Many of the myths that show up in Carmilla seem to be pulled from the folklore surrounding Báthory, such as turning into a cat, bathing in blood in her casket, and hating peasants.

I didn't like Carmilla. It wasn't good in a good way or bad in an interesting one. It was short yet also dragged. Also, although a woman is ostensibly the narrator, let's not kid ourselves that a 19th-century book written by a man would give her any real autonomy or depth. Laura's only role is to be an accessory to her father. Plus, when a male character talks about why he was sad his niece died, it's only because she benefited his dreary life.

In the epilogue, eight years after the book's main events, Laura's again trapped in her father's house with only lingering memories of Carmilla, the only person to ever find her dear. The moral seems to be: be careful of anyone who cares; they probably only want to drink your blood. Which is... a real bummer.

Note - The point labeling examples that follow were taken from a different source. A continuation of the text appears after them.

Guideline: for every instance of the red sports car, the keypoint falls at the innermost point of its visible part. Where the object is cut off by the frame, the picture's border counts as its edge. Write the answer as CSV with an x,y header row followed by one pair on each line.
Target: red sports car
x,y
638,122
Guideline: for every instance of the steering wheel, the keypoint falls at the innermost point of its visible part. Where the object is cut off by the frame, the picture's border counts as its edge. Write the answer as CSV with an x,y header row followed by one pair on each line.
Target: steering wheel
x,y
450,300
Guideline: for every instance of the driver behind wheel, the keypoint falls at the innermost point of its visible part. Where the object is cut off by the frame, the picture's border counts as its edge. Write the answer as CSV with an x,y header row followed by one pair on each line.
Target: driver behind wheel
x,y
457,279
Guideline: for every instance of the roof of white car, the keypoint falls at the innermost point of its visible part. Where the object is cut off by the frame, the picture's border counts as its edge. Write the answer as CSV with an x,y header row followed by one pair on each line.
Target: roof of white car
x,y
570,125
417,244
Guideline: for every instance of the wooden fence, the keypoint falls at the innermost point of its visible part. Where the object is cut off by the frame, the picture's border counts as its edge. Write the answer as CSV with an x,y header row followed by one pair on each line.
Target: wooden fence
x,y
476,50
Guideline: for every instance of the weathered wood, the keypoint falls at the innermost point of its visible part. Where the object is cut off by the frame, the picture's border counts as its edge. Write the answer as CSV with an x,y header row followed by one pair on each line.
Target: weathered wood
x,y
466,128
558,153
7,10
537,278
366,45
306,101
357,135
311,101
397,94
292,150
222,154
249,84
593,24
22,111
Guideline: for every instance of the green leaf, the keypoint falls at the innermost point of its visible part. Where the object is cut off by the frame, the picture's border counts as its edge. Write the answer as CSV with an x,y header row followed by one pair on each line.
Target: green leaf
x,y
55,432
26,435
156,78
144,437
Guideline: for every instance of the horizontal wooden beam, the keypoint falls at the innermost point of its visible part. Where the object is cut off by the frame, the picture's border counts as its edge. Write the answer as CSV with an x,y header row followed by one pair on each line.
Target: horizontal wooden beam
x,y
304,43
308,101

Image courtesy of Pushkin Press  

Carmilla was written by a (supposedly) straight man, and it's one of the first examples of their long obsession with Lesbians. I'm going to examine this like a straight man studying Queer relationships: I won't ask any of the subjects, but will immediately jump to outrageous assumptions.

First, men in power hate when women have friends, especially young women, hence why the Bechdel test remains depressingly relevant. The first step of abuse is to isolate the victim, and implying that any close friendship with a woman is dripping with satanic lesbianism is an easy way to do that.

As it happens, in Carmilla, it's extremely easy for the property owner who's kept his sole daughter isolated to declare that her new friend (who has no family to defend her) is actually a horrible Lesbian monster and must be killed.

The second explanation is that men want to be desired but aren't allowed to admit it, since "good women" are supposed to be sexless objects. As frequently happens in Lesbian pulp, women in our heteropatriarchy are not allowed to say yes to sex if they want to keep their reputation intact. So men create a safe way they can interact with a desire-ful woman: by turning them into a monster to be penetrated by the phallic stake.

Maybe men actually desire the equality of a Lesbian relationship, a place to both give and receive pleasure, free from the predefined roles of society and the burden of performing masculinity. Or maybe men want to be part of everything they're not, like when my straight guy friends try to set me up with the one other Lesbian they know.

The most obvious explanation of this and so many other monsters that have caused panic in history — whether it's vampires, witches, or Swifties — is that it's always useful for the dominant class to turn a minority into a convenient villain. And it's best for them when the scapegoat is someone like a young girl who's unable to fight back, despite what her fictional counterpart is capable of.